HistPlot#

class lsst.analysis.tools.actions.plot.HistPlot(*args, **kw)#

Bases: PlotAction

Make an N-panel plot with a configurable number of histograms displayed in each panel. Reference lines showing values of interest may also be added to each histogram. Panels are configured using the HistPanel class.

Attributes Summary

cmap

Color map used for histogram lines.

panels

A configurable dict describing the panels to be plotted, and the histograms for each panel.

panelsPerRow

Maximum number of histogram panels to place in each row.

Methods Summary

__call__(data, **kwargs)

Call self as a function.

getInputSchema()

Return the schema an AnalysisAction expects to be present in the arguments supplied to the __call__ method.

makePlot(data[, plotInfo])

Make an N-panel plot with a user-configurable number of histograms displayed in each panel.

validate()

Validate the Config, raising an exception if invalid.

Attributes Documentation

cmap#

Color map used for histogram lines. All types available via plt.cm may be used. A number of custom color maps are also defined: newtab10, bright, vibrant. (str, default 'rubin')

panels#

A configurable dict describing the panels to be plotted, and the histograms for each panel. (ConfigDict, default {})

panelsPerRow#

Maximum number of histogram panels to place in each row. Set to 1 to stack panels vertically. (int, default 2)

Methods Documentation

__call__(data: MutableMapping[str, ndarray[tuple[Any, ...], dtype[_ScalarT]] | Scalar | HealSparseMap | Tensor | Mapping], **kwargs) Mapping[str, Figure] | Figure#

Call self as a function.

getInputSchema() Iterable[tuple[str, type[ndarray[tuple[Any, ...], dtype[_ScalarT]]] | type[Scalar] | type[HealSparseMap] | type[Tensor] | type[Mapping]]]#

Return the schema an AnalysisAction expects to be present in the arguments supplied to the __call__ method.

Returns#

resultKeyedDataSchema

The schema this action requires to be present when calling this action, keys are unformatted.
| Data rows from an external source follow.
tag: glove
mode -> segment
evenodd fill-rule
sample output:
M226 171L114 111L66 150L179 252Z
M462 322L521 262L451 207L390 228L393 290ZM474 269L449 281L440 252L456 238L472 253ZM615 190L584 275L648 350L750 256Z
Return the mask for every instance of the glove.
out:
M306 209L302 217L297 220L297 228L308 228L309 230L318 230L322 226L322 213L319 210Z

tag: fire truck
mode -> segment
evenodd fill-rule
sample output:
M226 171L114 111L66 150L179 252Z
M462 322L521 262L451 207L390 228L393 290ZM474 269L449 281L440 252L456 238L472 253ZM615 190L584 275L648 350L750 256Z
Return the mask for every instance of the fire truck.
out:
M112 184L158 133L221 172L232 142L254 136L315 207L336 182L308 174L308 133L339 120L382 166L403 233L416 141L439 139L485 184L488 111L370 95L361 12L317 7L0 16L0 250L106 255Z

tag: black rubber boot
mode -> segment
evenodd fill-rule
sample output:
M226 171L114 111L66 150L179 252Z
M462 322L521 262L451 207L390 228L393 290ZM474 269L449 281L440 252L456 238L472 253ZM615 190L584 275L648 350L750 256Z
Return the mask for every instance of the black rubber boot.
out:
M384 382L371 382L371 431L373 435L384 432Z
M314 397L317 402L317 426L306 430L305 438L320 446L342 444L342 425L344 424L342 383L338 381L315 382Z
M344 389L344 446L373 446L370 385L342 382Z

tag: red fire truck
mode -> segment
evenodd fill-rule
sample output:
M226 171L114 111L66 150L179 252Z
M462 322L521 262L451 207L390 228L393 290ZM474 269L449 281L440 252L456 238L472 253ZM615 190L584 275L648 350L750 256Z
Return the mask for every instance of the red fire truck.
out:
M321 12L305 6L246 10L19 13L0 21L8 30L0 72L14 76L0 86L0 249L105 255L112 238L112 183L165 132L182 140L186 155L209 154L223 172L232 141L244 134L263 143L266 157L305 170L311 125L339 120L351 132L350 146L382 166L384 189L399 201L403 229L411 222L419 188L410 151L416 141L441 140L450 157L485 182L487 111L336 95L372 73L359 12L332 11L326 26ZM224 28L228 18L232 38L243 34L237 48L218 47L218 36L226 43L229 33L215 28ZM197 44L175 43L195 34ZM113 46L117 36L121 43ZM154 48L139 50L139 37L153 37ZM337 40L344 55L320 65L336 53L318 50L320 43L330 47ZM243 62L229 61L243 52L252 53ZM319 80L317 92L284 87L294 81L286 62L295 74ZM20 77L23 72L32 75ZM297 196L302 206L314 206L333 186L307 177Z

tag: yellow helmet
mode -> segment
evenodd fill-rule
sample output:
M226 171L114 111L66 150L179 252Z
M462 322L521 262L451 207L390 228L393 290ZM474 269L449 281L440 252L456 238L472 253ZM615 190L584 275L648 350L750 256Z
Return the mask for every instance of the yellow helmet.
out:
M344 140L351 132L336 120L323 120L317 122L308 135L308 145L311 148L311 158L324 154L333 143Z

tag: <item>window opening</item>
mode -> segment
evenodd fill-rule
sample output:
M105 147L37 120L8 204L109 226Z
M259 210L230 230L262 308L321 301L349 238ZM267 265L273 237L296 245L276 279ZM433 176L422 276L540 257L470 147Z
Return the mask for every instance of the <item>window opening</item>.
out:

makePlot(data: MutableMapping[str, ndarray[tuple[Any, ...], dtype[_ScalarT]] | Scalar | HealSparseMap | Tensor | Mapping], plotInfo: Mapping[str, str] = None, **kwargs) Figure#

Make an N-panel plot with a user-configurable number of histograms displayed in each panel.

Parameters#

datapandas.core.frame.DataFrame

The catalog to plot the points from.

plotInfodict
A dictionary of information about the data being plotted with keys:
"run"

Output run for the plots (str).

"tractTableType"

Table from which results are taken (str).

"plotName"

Output plot name (str)

"SN"

The global signal-to-noise data threshold (float)

"skymap"

The type of skymap used for the data (str).

"tract"

The tract that the data comes from (int).

"bands"

The bands used for this data (str or list).

"visit"

The visit that the data comes from (int)

Returns#

figmatplotlib.figure.Figure

The resulting figure.

Examples#

An example histogram plot may be seen below:

../_images/histPlotExample.png

For further details on how to generate a plot, please refer to the getting started guide.

validate()#

Validate the Config, raising an exception if invalid.

Raises#

lsst.pex.config.FieldValidationError

Raised if verification fails.

Notes#

The base class implementation performs type checks on all fields by calling their validate methods.

Complex single-field validation can be defined by deriving new Field types. For convenience, some derived lsst.pex.config.Field-types (ConfigField and ConfigChoiceField) are defined in lsst.pex.config that handle recursing into subconfigs.

Inter-field relationships should only be checked in derived Config classes after calling this method, and base validation is complete.